Antibodies and Chemicals

POH1 antibody was purchased from Zymed. The FLAG (M2) antibody coupled to the protein G beads was purchased from Sigma. The anti c-myc monoclonal antibody (9E10) was purchased from Cell Signaling Technologies. Polyclonal Mitf antibody was generated by 21st century Biochemicals (Marlboro, Mass) using a peptide containing mouse Mitf amino acids 85-96. M-CSF and RANKL were purchased from R & D Systems (Minneapolis, MN) and used at 10 ng/mL (M-CSF) for bone marrow derived osteoclasts and 1 ng/mL for RAW 264.7c4 cells or 60 ng/mL (RANKL). MG132 was purchased from Sigma and used at 25 µM.

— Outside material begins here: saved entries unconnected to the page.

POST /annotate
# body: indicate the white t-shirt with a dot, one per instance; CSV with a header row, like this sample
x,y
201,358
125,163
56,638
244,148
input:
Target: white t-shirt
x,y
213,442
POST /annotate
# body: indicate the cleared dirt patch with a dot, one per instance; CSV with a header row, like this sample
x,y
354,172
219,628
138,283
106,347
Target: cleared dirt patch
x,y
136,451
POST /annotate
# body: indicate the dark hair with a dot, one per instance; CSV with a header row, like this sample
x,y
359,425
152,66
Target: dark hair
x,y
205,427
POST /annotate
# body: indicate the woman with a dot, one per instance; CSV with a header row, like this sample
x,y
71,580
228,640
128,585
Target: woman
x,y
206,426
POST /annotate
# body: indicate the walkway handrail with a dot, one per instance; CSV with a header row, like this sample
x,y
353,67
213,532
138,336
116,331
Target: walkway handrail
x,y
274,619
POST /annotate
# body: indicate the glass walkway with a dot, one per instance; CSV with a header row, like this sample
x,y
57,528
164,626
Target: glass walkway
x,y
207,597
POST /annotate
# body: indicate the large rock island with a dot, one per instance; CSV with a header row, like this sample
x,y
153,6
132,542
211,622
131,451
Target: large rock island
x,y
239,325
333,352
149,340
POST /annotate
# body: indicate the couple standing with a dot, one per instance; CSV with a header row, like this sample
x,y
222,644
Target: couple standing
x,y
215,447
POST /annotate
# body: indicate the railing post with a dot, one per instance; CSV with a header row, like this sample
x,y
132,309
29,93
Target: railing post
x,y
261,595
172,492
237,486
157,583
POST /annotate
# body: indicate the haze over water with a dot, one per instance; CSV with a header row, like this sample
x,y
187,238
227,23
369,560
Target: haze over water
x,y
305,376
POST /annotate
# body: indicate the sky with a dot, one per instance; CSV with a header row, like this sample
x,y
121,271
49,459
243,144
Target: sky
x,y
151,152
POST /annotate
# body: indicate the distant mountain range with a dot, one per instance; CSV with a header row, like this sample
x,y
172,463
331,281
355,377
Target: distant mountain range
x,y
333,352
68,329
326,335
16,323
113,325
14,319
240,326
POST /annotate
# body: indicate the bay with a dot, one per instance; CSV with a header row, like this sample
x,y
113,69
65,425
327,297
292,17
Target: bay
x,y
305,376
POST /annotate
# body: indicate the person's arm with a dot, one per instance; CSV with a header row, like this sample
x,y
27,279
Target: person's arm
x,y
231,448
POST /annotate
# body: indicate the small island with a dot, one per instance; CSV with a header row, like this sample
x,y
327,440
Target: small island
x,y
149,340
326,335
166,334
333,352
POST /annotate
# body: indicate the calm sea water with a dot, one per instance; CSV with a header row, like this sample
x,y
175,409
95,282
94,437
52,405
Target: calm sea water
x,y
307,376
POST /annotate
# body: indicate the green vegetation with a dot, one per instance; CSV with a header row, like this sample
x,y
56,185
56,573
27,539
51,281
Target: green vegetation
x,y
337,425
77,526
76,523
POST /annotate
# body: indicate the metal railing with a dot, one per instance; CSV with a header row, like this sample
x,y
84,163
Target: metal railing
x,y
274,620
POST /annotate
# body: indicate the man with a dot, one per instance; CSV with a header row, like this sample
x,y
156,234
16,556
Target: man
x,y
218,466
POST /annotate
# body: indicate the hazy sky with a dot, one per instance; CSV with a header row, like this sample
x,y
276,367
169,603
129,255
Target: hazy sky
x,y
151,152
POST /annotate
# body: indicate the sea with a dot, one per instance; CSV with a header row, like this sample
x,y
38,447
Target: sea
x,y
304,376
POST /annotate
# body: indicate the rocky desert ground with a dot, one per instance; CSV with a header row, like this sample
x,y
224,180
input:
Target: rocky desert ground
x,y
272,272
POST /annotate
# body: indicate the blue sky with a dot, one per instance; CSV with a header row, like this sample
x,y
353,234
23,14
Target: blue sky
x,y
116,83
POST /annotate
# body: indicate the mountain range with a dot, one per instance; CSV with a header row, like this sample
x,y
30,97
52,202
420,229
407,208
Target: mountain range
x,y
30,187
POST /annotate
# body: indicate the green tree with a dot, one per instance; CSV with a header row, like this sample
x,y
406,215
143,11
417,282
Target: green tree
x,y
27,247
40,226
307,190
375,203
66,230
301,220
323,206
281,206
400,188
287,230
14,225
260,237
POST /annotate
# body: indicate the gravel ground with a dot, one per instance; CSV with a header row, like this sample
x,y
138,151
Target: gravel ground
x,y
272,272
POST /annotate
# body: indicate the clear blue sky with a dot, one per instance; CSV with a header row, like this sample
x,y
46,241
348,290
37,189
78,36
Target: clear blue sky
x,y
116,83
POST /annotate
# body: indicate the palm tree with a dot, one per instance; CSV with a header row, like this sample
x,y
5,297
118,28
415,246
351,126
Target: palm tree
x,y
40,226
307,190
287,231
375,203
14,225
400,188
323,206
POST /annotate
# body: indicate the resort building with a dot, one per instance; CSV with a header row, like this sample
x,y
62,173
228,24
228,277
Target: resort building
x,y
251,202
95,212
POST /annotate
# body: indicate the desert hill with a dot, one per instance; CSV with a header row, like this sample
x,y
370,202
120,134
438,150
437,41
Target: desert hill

Immunoprecipitation and Western Blotting

At 24 hours after transfection, the cells were harvested in NP-40 lysis buffer (20 mM Tris, pH 8.0, 137 mM NaCl, 10% glycerol, 1% NP-40 and protease and phosphatase inhibitors). Extracts were incubated with target antibody and Protein A/G beads (Pierce) overnight at 4°C. Next day immunoprecipitates were precipitated and washed three times in lysis buffer. The bound proteins were resuspended in sample buffer and resolved by SDS-PAGE. The resolved proteins were transferred to nitrocellulose membrane (BioRad), blocked and blotted in primary antibody overnight at 4°C. The next day the blot was incubated with horseradish peroxidase anti-rabbit or anti-mouse (GE Healthcare) for one hour at room temperature. Antibody binding was detected using ECL system (GE Healthcare). For the in situ ubiquitination assay, RAW 264.7 c4 cells were stimulated with M-CSF or M-CSF and RANKL for 48 hours. Cells were lysed and immunoprecipitated with Mitf antibody. Immunoprecipitates were resolved by SDS-PAGE and blotted with an anti-ubiquitin antibody (P4D1, Cell Signaling).

Plasmids and Mutagenesis

FLAG Mitf was previously described [Bronisz et al., 2006]. POH1 was kindly provided to us by Dr. Chris Norbury and previously described [Spataro et al., 1997]. The POH1 N-terminus (amino acids 1-180) and C-terminus (amino acids 181-311) were subcloned into CMV3a 3X-myc (Stratagene). POH1 single or double point mutations were generated by QuikChange method (Stratagene). HA-Ubiquitin plasmid was provided by Dr. Kylie Walters. All constructs were verified by DNA sequencing.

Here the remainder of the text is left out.